[THE INVESTOR] In the wake of recent controversies concerning digital currencies, ranging from overheated speculation to cyberattacks on exchange systems, experts here locked horns and engaged in intense discussion on how to protect users from financial damages.
The parliamentary National Policy Committee on Dec. 4 held a public hearing to look into the revision bill of the Electronic Financial Transactions Act, earlier submitted by Rep. Park Yong-jin of the ruling Democratic Party of Korea.
Kim Yong-beom (right), vice chairman of the Financial Services Commission, on Dec. 4 attends a parliamentary hearing on licensing cyber currency operators.
While the lawmaker called for an alleviative licensing system for cyber currency operators, financial supervisors advocated a stronger regulative frame as a pre-emptive measure against expanding possibilities of abuse. Experts from the civil sectors remained divided.
“Once we apply an extensive ban, it will become more difficult later on to set rules (about the cyber currency business),” said an official at Park’s office.
The lawmaker’s idea is that the business should be licensed to operate within legal boundaries, under the supervision of the Financial Services Commission.
Government officials, however, took guard against Park’s forward-leaning policy proposal.
“Cyber currency is currently more of a subject of transactions and speculations than a means of payment,” said Cha Hyun-jin, director of payment and settlement systems department at the Bank of Korea.
“Legislation (concerning its operation license) should be approached in a more prudent manner.”
FSC Chairman Choi Jong-ku had earlier expressed his concerns over the speculative aspects of cyber currencies.
“There is no explicit need or validity to include cyber currencies as part of the financial business sector,” Choi said late last month, revealing his opposition to Rep. Park’s lenient bill.

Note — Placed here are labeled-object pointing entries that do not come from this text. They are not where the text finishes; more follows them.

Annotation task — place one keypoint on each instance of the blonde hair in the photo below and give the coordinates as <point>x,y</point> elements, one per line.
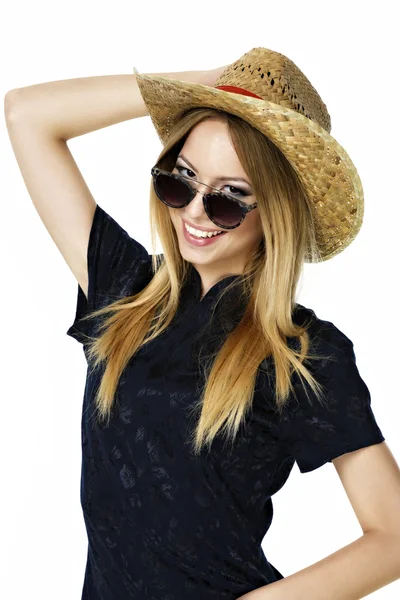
<point>268,286</point>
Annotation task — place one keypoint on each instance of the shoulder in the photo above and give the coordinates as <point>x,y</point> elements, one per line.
<point>322,332</point>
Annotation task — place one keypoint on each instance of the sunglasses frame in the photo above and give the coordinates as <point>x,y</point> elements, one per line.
<point>245,208</point>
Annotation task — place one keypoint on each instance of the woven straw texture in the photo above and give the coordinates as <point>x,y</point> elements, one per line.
<point>293,116</point>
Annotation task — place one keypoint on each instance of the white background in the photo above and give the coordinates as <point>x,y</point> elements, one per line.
<point>349,52</point>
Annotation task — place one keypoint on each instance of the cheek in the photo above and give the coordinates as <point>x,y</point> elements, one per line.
<point>250,230</point>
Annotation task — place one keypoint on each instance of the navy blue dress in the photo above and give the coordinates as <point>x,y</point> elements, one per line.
<point>161,523</point>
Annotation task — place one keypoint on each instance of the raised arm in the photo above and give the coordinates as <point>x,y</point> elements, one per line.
<point>41,119</point>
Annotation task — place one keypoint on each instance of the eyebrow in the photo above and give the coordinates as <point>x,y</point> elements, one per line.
<point>218,178</point>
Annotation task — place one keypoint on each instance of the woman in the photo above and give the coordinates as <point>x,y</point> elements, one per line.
<point>206,380</point>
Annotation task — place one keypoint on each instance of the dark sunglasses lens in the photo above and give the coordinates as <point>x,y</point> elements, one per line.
<point>224,211</point>
<point>175,193</point>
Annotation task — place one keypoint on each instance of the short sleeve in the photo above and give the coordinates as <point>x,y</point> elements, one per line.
<point>315,433</point>
<point>117,266</point>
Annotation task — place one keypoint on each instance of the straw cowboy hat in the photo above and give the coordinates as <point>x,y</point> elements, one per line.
<point>266,89</point>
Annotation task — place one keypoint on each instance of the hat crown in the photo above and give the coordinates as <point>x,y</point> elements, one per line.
<point>275,78</point>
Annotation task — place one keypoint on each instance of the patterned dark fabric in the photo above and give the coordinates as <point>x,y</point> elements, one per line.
<point>163,524</point>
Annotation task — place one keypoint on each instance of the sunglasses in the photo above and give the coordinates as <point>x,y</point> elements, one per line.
<point>176,192</point>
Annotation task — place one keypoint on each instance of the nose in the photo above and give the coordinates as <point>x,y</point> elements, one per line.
<point>195,208</point>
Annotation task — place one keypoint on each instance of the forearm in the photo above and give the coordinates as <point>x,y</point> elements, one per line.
<point>72,107</point>
<point>351,573</point>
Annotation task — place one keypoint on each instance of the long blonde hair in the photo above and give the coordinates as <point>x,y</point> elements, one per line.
<point>268,284</point>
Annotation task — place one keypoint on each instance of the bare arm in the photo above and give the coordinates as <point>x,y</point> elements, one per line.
<point>72,107</point>
<point>41,118</point>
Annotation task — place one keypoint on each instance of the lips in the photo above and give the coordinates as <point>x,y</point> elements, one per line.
<point>203,228</point>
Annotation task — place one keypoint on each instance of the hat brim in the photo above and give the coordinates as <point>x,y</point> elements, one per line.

The average daily amount of circulated cyber currency, strongly steered by bitcoin and Ethereum, hit the mark of 1 trillion won ($918 million) in June. Amid increasing transactions, Bithumb, one of the leading cyber currency exchanges here, was hit by an extensive cyberattack in July resulting in the theft of the personal information of some 30,000 customers.
“Cyber currency exchanges stand in a legal blind spot, as they only need to acquire a telecommunications operator license before stepping into business,” said Han Kyung-soo, chief partner lawyer at law firm Wimin, calling for a minimum level of regulations.

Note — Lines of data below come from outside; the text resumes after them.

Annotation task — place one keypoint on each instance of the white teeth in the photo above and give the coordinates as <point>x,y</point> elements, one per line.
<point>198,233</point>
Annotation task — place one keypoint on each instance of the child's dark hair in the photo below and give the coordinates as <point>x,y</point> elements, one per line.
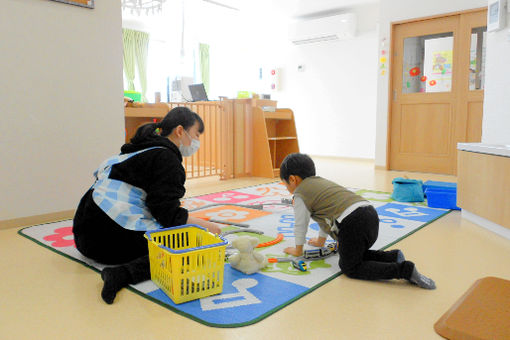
<point>177,116</point>
<point>297,164</point>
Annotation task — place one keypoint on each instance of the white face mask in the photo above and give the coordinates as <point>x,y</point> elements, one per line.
<point>188,150</point>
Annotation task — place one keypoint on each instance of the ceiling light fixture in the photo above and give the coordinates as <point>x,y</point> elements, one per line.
<point>143,6</point>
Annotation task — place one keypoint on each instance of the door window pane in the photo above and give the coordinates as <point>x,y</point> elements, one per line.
<point>477,58</point>
<point>428,63</point>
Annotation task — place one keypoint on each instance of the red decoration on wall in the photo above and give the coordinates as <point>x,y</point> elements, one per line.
<point>414,71</point>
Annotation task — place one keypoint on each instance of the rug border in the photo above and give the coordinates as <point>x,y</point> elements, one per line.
<point>210,324</point>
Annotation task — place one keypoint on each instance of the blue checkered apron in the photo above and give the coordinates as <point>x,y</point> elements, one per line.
<point>122,202</point>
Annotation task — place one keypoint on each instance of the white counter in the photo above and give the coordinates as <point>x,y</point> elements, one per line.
<point>491,149</point>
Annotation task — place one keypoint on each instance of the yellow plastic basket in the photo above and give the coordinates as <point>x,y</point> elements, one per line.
<point>186,262</point>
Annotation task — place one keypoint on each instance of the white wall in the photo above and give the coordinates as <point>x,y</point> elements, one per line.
<point>61,101</point>
<point>496,108</point>
<point>397,10</point>
<point>334,98</point>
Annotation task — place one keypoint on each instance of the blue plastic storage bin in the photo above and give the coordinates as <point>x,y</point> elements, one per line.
<point>444,199</point>
<point>442,186</point>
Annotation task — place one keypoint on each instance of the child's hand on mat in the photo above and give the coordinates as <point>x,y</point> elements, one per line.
<point>317,241</point>
<point>294,251</point>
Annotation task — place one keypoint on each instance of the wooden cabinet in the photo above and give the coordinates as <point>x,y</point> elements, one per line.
<point>274,137</point>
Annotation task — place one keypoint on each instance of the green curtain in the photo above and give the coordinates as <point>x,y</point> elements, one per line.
<point>136,46</point>
<point>128,37</point>
<point>141,50</point>
<point>204,65</point>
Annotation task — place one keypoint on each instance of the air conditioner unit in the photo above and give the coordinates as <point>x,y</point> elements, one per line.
<point>336,27</point>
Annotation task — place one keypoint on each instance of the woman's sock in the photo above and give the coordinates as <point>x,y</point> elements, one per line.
<point>421,280</point>
<point>115,278</point>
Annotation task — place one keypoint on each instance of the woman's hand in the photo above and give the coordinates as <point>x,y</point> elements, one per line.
<point>210,226</point>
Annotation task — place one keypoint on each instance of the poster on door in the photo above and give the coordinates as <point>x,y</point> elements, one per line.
<point>438,64</point>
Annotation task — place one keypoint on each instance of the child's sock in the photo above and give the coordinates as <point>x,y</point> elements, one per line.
<point>400,256</point>
<point>115,278</point>
<point>421,280</point>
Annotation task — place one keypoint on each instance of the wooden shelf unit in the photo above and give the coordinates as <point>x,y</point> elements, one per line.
<point>274,137</point>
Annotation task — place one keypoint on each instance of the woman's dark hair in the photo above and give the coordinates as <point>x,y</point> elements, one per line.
<point>177,116</point>
<point>297,164</point>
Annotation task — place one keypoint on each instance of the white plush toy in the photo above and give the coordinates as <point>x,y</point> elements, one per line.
<point>247,260</point>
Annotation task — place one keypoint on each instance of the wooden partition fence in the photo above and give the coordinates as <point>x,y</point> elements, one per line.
<point>215,156</point>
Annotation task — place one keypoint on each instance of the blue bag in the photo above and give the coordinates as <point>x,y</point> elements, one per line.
<point>407,190</point>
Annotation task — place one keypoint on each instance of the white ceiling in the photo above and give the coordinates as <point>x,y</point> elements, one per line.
<point>292,8</point>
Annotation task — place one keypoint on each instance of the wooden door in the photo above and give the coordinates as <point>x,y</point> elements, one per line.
<point>432,106</point>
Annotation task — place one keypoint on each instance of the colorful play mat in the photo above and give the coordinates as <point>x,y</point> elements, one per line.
<point>247,299</point>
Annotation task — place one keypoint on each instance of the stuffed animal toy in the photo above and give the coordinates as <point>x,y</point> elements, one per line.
<point>247,260</point>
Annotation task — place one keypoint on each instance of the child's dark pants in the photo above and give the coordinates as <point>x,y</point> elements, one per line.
<point>356,234</point>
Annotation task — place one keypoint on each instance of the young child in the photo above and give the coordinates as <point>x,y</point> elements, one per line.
<point>347,218</point>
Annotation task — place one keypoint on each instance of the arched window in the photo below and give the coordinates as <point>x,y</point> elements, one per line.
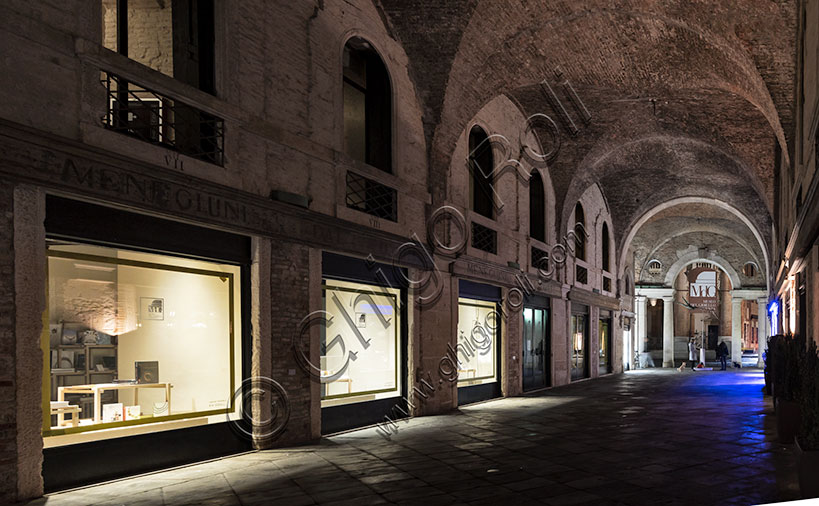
<point>481,165</point>
<point>580,243</point>
<point>537,207</point>
<point>367,106</point>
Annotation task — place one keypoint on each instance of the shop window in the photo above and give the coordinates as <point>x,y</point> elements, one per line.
<point>537,208</point>
<point>361,356</point>
<point>580,238</point>
<point>136,338</point>
<point>367,106</point>
<point>480,165</point>
<point>175,37</point>
<point>478,325</point>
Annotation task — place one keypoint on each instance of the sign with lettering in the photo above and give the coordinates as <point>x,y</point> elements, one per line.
<point>702,289</point>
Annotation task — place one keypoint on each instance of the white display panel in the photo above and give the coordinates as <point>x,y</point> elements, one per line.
<point>478,325</point>
<point>360,351</point>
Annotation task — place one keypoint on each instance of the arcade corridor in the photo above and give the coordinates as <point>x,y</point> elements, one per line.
<point>644,437</point>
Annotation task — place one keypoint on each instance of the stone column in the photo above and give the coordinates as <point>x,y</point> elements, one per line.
<point>762,319</point>
<point>668,330</point>
<point>641,323</point>
<point>736,329</point>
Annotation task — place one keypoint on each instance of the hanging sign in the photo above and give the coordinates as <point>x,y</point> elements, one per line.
<point>702,289</point>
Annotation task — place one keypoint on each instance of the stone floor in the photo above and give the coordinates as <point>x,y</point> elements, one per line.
<point>645,437</point>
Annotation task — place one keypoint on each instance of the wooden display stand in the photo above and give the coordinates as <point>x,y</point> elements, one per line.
<point>61,412</point>
<point>97,389</point>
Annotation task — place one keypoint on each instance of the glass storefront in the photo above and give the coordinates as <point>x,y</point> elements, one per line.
<point>137,338</point>
<point>604,336</point>
<point>477,340</point>
<point>536,348</point>
<point>579,344</point>
<point>360,354</point>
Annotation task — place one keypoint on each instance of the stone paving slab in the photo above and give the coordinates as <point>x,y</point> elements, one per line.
<point>645,437</point>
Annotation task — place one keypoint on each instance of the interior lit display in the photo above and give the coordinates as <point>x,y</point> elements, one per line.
<point>477,338</point>
<point>136,338</point>
<point>579,354</point>
<point>360,349</point>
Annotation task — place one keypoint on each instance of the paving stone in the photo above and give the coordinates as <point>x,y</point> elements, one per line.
<point>532,449</point>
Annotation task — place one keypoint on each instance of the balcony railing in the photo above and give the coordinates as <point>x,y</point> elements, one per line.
<point>371,197</point>
<point>484,238</point>
<point>147,115</point>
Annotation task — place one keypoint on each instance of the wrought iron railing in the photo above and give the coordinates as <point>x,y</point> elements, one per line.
<point>540,259</point>
<point>484,238</point>
<point>371,197</point>
<point>152,117</point>
<point>581,274</point>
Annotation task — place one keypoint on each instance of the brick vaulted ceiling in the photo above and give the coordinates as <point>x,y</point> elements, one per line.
<point>687,98</point>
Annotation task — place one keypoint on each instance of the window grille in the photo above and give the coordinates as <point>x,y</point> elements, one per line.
<point>484,238</point>
<point>147,115</point>
<point>371,197</point>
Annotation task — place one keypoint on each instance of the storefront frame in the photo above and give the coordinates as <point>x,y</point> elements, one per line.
<point>84,463</point>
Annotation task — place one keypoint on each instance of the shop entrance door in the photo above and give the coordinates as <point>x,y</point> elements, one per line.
<point>579,343</point>
<point>536,348</point>
<point>604,353</point>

Despite the soaring amount, however, there is currently no way to compensate for damages in case of hacking or other possible cyber violations, Han claimed.

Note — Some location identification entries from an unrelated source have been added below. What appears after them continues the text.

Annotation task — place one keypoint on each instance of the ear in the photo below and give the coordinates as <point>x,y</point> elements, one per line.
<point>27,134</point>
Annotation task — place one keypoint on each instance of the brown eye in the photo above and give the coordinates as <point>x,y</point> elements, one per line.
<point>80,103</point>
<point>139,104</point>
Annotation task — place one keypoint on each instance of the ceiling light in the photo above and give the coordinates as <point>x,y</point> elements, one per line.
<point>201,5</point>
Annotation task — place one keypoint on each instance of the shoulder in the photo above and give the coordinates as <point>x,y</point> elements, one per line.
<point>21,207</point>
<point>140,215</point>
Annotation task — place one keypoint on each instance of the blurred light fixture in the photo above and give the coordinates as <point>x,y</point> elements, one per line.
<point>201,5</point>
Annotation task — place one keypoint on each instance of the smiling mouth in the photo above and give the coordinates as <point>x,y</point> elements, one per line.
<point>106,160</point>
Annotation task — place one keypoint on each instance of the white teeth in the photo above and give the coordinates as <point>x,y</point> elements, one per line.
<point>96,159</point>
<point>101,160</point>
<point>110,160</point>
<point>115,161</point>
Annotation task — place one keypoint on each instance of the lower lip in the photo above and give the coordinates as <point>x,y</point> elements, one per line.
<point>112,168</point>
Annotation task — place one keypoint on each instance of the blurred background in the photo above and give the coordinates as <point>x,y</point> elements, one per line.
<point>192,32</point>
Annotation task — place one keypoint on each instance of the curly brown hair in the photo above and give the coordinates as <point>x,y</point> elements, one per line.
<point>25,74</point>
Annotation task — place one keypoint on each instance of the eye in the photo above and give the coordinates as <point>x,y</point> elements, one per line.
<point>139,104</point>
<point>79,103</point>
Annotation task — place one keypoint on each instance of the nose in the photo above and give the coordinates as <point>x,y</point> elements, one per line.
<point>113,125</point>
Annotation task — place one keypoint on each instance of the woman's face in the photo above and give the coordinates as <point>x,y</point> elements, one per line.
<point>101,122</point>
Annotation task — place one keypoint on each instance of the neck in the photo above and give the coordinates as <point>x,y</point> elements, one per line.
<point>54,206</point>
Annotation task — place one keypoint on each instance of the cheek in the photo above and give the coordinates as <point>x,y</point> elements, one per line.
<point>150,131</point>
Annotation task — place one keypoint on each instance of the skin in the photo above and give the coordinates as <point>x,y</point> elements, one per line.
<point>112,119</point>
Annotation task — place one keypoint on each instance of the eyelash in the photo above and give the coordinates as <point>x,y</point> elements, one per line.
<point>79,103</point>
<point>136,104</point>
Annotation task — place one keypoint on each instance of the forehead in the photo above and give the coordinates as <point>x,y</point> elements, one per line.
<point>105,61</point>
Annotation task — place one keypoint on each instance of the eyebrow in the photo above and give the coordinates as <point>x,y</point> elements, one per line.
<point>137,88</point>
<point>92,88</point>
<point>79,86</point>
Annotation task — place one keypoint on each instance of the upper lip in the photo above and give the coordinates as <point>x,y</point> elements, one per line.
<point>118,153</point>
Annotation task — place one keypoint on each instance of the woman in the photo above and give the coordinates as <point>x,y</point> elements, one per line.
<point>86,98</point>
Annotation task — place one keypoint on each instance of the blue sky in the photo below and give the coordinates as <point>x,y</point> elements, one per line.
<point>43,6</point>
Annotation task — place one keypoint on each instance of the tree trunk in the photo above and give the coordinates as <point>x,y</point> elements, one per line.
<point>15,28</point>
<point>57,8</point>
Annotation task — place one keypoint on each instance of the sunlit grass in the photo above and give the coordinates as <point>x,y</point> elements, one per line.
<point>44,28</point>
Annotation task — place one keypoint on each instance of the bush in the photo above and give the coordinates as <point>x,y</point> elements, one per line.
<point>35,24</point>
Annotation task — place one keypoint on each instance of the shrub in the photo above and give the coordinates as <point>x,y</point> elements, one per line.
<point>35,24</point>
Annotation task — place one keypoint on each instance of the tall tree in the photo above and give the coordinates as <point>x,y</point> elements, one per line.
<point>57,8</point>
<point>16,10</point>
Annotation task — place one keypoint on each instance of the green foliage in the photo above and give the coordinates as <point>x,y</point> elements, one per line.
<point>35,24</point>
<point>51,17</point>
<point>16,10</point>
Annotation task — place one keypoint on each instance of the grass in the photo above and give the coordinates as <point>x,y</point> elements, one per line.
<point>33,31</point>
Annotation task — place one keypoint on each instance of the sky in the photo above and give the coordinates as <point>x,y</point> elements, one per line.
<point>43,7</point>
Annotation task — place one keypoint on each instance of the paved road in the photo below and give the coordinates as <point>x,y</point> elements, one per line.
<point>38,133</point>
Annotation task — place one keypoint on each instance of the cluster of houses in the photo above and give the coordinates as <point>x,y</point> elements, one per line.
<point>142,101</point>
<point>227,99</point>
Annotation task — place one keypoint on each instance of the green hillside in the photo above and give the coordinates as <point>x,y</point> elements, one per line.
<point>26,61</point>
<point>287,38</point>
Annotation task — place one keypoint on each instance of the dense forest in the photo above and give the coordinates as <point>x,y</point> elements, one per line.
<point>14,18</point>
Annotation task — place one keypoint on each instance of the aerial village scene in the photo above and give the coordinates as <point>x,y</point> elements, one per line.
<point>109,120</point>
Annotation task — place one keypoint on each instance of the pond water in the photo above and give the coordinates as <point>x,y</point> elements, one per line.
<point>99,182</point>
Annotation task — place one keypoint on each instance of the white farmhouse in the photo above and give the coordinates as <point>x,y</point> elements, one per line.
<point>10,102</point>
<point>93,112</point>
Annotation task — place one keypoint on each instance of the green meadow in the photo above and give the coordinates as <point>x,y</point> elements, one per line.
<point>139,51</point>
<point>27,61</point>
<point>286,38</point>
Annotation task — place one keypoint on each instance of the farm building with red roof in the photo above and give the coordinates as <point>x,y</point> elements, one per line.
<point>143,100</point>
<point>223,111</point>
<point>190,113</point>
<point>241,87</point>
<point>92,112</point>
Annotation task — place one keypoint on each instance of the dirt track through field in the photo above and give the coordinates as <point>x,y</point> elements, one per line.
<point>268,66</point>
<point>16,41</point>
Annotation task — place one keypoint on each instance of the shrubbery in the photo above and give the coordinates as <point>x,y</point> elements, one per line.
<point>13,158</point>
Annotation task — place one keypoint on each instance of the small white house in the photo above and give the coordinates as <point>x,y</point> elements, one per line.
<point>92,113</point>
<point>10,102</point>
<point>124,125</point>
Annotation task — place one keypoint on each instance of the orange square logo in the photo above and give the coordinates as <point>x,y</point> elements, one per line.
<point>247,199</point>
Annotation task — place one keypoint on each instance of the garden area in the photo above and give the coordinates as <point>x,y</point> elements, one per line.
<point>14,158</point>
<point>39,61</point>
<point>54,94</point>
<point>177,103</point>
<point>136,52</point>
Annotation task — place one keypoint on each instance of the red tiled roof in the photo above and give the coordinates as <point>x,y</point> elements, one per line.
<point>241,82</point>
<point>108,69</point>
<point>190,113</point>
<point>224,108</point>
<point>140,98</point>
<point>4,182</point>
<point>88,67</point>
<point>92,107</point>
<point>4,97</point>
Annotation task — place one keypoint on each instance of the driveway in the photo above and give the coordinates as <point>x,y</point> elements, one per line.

Advocates of the blockchain industries have claimed a detailed classification system is needed to differentiate authentic digital currencies from speculative copycats.
“The term ‘cryptocurrency’ should be used to differentiate (bitcoin and other leading cyber currencies) from other similar products that are issued by a specific subject,” said Kim Jin-hwa, joint representative of the preparatory committee for the Korea Blockchain Industry Promotion Association.
Lee Chun-pyo, honorary professor of economics at Seoul National University, asserted that an overall ban on the transaction of cyber currency may discourage innovative businesses.
“It is not desirable for authorities to impose a uniform ban on initial coin offerings, without even knowing what individual companies may achieve through ICO funding,” Lee said.
Meanwhile, senior financial regulators from South Korea, Japan and China met in Incheon on Friday to discuss the volatility over US interest rate hikes and to share policy experiences on financial technology, including cryptocurrencies.